Like the previous example, Gutiérrez puts together a series of thematic columns in the documentary, which reflect on how frustrated Frida was with her physical problems, or her search for pleasure and how she felt oppressed as a woman of that time. How she spoke “in a very beautiful way” with her lovers about her sex or how, in counterpoint, she made her fragility noticeable when she wrote in another text about the spontaneous abortion she had. His reaction to the United States while accompanying Diego Rivera on his commissions for Edsel Ford and the Rockefeller family in Detroit and New York, respectively, or how the colors evoked his moods, from the love he felt for Mexico to the sad moments of his life.

A portrait of Frida Kahlo and Diego Rivera.
A portrait of Frida Kahlo and Diego Rivera.COURTESY (AMAZON MGM)

“She spoke very loudly in her writings and we had to listen to her. For us it was important that she guide us in that emotional part. We felt like we gave her her microphone and she didn’t want to let it go,” explains the director.
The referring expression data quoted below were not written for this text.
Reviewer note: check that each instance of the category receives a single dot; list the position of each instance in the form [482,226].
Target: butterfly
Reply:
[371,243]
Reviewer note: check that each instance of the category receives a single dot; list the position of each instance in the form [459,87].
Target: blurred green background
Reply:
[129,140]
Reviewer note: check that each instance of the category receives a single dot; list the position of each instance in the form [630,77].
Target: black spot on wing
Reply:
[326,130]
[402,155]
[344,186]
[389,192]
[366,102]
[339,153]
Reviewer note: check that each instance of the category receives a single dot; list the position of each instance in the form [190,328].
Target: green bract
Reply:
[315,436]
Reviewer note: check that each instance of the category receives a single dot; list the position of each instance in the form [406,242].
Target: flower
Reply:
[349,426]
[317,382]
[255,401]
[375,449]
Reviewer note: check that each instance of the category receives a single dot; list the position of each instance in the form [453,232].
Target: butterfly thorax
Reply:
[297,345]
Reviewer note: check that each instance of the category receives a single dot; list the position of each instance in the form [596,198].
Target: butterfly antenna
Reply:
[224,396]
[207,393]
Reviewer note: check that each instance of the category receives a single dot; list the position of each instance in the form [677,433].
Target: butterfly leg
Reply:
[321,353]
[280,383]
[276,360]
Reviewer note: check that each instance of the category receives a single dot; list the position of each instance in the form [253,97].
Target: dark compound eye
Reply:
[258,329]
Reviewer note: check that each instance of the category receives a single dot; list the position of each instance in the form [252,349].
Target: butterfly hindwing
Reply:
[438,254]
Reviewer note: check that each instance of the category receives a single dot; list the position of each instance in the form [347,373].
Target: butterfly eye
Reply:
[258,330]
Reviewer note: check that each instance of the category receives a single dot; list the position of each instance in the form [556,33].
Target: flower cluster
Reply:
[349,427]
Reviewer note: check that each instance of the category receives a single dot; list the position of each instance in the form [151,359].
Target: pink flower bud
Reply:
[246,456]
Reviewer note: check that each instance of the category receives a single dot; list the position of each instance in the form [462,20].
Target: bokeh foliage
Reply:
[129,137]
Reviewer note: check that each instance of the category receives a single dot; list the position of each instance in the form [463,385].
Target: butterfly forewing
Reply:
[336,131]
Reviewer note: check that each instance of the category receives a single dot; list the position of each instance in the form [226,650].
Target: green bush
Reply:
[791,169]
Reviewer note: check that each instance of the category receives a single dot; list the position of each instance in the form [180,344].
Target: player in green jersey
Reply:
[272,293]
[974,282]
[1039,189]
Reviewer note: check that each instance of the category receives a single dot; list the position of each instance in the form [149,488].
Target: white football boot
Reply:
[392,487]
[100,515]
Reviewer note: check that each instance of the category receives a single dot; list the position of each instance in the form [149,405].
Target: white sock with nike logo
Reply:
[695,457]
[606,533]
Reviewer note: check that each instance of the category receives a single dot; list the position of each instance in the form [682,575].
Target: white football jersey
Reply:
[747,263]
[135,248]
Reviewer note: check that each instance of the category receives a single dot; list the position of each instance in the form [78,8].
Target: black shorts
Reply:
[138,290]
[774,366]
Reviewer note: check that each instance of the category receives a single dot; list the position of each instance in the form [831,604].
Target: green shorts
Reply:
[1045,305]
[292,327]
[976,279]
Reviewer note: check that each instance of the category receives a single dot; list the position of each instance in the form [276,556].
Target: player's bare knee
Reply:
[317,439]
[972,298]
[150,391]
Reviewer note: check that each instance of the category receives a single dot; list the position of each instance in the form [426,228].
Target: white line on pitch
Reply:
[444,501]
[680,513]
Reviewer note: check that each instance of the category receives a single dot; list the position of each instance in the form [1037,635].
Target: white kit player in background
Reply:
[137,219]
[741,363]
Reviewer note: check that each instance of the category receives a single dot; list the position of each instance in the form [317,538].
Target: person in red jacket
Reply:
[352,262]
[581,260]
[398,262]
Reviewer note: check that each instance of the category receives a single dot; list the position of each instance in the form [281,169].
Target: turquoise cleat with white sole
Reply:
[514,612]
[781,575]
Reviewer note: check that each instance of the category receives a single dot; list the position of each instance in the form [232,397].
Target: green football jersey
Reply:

The review and compilation process for the documentary, first premiered at the Sundance CDMX Festival and now available in theaters throughout the Republic, included a “raid”, with authorization – he clarifies – to the attic of Hayden Herrera, art historian and biographer, whose work on Kahlo was the basis for much of the academic work on the artist since the 1980s. In Herrera’s home they found the original research she had done for her book Frida: a biography of Frida Kahlo (1983), material that also served for the film adaptation that had Salma Hayek as the protagonist, and that had remained stored for more than four decades.

“This research helped us uncover all the primary sources for Frida’s writings and gave us an even more complete understanding of her life. We also found transcripts of complete interviews with people very close to us. Some of these voices are in our film,” adds the director.

But the documentary, available on Prime Video in other Latin American countries, not only sought to revive Frida’s voice through her writings, but also giving life to her images, postcards from the time and even some of her most representative paintings. as The two Fridas (1939), Diego and me (1949) and Henry Ford Hospital (1932), to mention a few. Gutiérrez and his team made a “risky” decision and adapted an animation process that accompanies the film footage in different sections. From giving color to certain black and white photos to making Frida’s paintings come to life as the story is told, a work carried out by designers Sofía Cáceres and Renata Galindo, along with a soundtrack created especially for the film by the Michoacan composer Víctor Hernández Stumpfhauser.

Frida Kahlo lying in a garden.
Frida Kahlo lying in a garden.COURTESY (AMAZON MGM)

“How can one dare to touch Frida’s art? For me it was important to bring it into a cinematic space. She wanted the art to come to life within a narrative and to be able to guide the audience’s eyes to specific emotional content in her paintings, to create a connection between them and the lived experiences that had inspired these creations. With the explosion of color in her paintings I felt it like an opportunity. They were like another narrative voice,” he says.

The documentary by Gutiérrez, an experienced editor and debut filmmaker, touches on the success and myth of Frida who, like an oracle, brazenly and irreverently predicted the recognition she would receive after her death in 1954. “I think that after my death I will to be the biggest piece of poop in the world,” the painter stated in one of the letters cited in the film.

Insecure, happy, sad, doubtful, jealous, far from the symbol and pop icon that everyone has of her, this is how Frida is portrayed, listened to and conceptualized, “from the fragility of herself, more human. As if you were sitting in front of a person and this was your friend who was telling you their secrets,” concludes the director.